The lawsuit, filed in U.S. District Court in Alexandria, Virginia, charges that AOL withheld information that would have deflated the price of its stock between August 10, 1995 and October 29, 1996. The complaint also alleges that AOL executives sold large percentages of their own holdings, knowing that the information they would reveal later would reduce the share price.
AOL has denied any wrongdoing. "AOL is confident that we acted in full compliance with all applicable securities laws," company spokeswoman Tricia Primrose said.
The complaint was filed on behalf of shareholders by several law firms, including Milberg Weiss, Bershad Hynes & Lerach, Morris and Morris, and Richards McGettigan, Reilly & West. All of these firms specialize in such suits.
Law firms specializing in securities class-action complaints file several hundred such suits every year, often against technology firms. Last November, the practice became a national issue when a California ballot initiative was introduced to make such lawsuits easier to file. The measure, known as Proposition 211, failed.
Karen Morris, a partner with Morris and Morris, said this was not just any boilerplate lawsuit. She said her firm spent several months investigating AOL after an investor complained about losing money in May.
"We do a lot of class-action work," Morris said. "We do it in the securities area, the antitrust area, the limited partnership area. We try to be careful about what we file."
Specifically, the suit alleges that AOL should not have deferred its subscriber acquisition costs. Instead of taking charges for the costly program to attract customers, AOL had spread out its expenses over two years. AOL also told shareholders at the time that its Internet service, Global Network Navigator, and its Web browser made the company more attractive and competitive.
The combination of those factors caused AOL's stock to soar "to an all-time high of $71 per share in May 1996," according to a statement released by the plaintiffs.
But the stock dropped from June through October when AOL revealed that "it was suffering from slowing subscriber growth and increased subscriber cancellations," according to the statement.
When AOL announced its reorganization in October, the company said it was taking a $385 million writeoff for the previously deferred subscriber acquisition costs, a move that was widely praised by investors at the time. It also announced that it would take a $75 million charge for restructuring and added that it was eliminating its GNN service and Web browser, which had failed in the quickly changing market.
With those moves, the plaintiffs allege, "AOL instantly eliminated in its entirety the largest single asset on its balance sheet, reduced its shareholders' equity by 80 percent and wiped out by five times-over the total pretax net income it had ever reported."

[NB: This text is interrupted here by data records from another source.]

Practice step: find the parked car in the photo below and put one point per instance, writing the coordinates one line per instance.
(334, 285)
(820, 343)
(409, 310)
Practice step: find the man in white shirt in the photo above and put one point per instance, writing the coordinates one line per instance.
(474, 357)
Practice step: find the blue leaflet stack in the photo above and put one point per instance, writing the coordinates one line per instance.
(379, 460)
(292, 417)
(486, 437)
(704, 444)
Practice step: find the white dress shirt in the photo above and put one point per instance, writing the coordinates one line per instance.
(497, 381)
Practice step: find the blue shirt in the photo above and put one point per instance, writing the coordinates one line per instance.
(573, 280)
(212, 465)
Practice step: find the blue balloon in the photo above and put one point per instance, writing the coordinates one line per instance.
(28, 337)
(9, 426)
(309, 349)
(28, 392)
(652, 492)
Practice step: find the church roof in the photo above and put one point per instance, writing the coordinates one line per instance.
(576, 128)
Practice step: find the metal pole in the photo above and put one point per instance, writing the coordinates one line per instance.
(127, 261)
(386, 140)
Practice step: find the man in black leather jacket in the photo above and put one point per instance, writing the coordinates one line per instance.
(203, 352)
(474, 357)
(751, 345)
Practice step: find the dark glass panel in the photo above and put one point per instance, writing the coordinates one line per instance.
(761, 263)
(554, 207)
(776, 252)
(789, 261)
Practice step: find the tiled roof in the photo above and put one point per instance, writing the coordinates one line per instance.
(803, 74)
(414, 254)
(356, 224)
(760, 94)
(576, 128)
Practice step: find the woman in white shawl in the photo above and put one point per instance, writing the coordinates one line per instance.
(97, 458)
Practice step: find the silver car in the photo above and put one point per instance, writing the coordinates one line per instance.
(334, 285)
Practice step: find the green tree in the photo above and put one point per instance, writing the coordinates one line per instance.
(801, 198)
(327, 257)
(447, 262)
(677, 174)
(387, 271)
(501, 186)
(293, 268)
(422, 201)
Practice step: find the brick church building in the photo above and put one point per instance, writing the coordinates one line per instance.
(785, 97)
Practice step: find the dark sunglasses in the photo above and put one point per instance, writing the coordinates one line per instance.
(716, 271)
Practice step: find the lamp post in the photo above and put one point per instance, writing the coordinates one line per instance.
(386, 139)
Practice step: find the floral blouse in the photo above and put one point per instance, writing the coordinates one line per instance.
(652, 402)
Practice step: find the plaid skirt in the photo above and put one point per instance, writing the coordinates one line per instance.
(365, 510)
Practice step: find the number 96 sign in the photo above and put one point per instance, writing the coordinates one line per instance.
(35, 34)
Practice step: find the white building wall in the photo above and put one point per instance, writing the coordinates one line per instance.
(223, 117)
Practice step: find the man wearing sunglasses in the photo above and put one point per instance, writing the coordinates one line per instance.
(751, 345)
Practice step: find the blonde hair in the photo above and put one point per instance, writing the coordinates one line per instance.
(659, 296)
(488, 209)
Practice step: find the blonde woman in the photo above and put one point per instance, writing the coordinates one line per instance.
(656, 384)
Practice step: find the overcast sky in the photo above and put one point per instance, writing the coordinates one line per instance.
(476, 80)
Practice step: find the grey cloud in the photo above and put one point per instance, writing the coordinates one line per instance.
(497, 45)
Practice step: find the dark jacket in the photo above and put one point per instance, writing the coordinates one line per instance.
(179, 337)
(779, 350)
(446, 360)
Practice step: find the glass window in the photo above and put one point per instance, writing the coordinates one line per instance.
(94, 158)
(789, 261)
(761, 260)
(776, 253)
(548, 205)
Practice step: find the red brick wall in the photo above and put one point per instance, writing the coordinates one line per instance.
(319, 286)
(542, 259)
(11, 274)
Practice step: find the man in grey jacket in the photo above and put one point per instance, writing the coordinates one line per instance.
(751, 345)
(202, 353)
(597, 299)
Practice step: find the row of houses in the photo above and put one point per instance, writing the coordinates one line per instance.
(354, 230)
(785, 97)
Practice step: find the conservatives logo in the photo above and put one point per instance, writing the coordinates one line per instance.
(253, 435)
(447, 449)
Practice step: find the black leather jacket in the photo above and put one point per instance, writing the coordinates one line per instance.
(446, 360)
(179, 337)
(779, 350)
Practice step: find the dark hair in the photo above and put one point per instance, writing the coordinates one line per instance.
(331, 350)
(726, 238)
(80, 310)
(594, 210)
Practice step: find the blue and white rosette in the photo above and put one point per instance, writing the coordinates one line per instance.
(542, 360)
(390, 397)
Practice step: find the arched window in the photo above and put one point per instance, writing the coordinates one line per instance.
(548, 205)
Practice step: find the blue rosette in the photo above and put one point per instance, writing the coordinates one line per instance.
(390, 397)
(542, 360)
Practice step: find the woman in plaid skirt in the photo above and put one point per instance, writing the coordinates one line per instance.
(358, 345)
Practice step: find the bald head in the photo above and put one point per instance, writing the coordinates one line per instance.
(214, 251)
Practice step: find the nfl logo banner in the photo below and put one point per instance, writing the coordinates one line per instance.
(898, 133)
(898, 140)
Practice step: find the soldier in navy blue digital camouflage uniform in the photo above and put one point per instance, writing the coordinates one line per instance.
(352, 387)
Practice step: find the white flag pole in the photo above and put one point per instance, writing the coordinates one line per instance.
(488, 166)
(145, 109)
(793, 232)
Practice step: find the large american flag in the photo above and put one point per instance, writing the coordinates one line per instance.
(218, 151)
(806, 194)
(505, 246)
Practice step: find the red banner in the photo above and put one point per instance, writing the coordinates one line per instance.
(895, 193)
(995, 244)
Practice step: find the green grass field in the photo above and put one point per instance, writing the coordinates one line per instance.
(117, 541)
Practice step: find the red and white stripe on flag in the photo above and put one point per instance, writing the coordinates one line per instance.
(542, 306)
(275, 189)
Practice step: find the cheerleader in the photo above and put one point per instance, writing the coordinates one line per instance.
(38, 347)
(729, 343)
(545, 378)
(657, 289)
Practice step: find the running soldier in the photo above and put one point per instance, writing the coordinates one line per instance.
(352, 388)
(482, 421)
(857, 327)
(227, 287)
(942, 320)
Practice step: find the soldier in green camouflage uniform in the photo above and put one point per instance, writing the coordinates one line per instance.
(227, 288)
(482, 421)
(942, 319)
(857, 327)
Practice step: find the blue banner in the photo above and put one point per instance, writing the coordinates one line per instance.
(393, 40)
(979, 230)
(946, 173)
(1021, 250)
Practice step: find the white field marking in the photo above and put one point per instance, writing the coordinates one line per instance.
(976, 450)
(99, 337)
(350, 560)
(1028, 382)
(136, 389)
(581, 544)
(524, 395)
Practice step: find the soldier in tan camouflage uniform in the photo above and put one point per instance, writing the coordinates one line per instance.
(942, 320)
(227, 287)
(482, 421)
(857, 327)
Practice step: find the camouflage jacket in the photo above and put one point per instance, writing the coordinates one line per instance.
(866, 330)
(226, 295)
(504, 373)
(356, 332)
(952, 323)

But others would argue that AOL could not have predicted how the market would turn in an industry that changes hourly, if not daily.
In addition, the suit alleges that AOL won't be able to make good on its goal of 10 million subscribers by June and that the company will be far less profitable than it had led investors to believe.
The suit also alleges that 18 AOL "insiders" profited handsomely by selling large amounts of stock in the period cited. In one instance, it alleges that CEO Steve Case himself sold 76 percent of his stock, or 575,000 shares, netting $29.1 million.
But AOL's Primrose said those figures are misleading because the percentages "fail to take into account all the shares the individual has under stock options."
In other words, she said, an employee might be entitled to purchase 10,000 shares but decide to buy only 1,000 of them and then sell 750. She said she did not know why company executives chose to sell their stock when they did.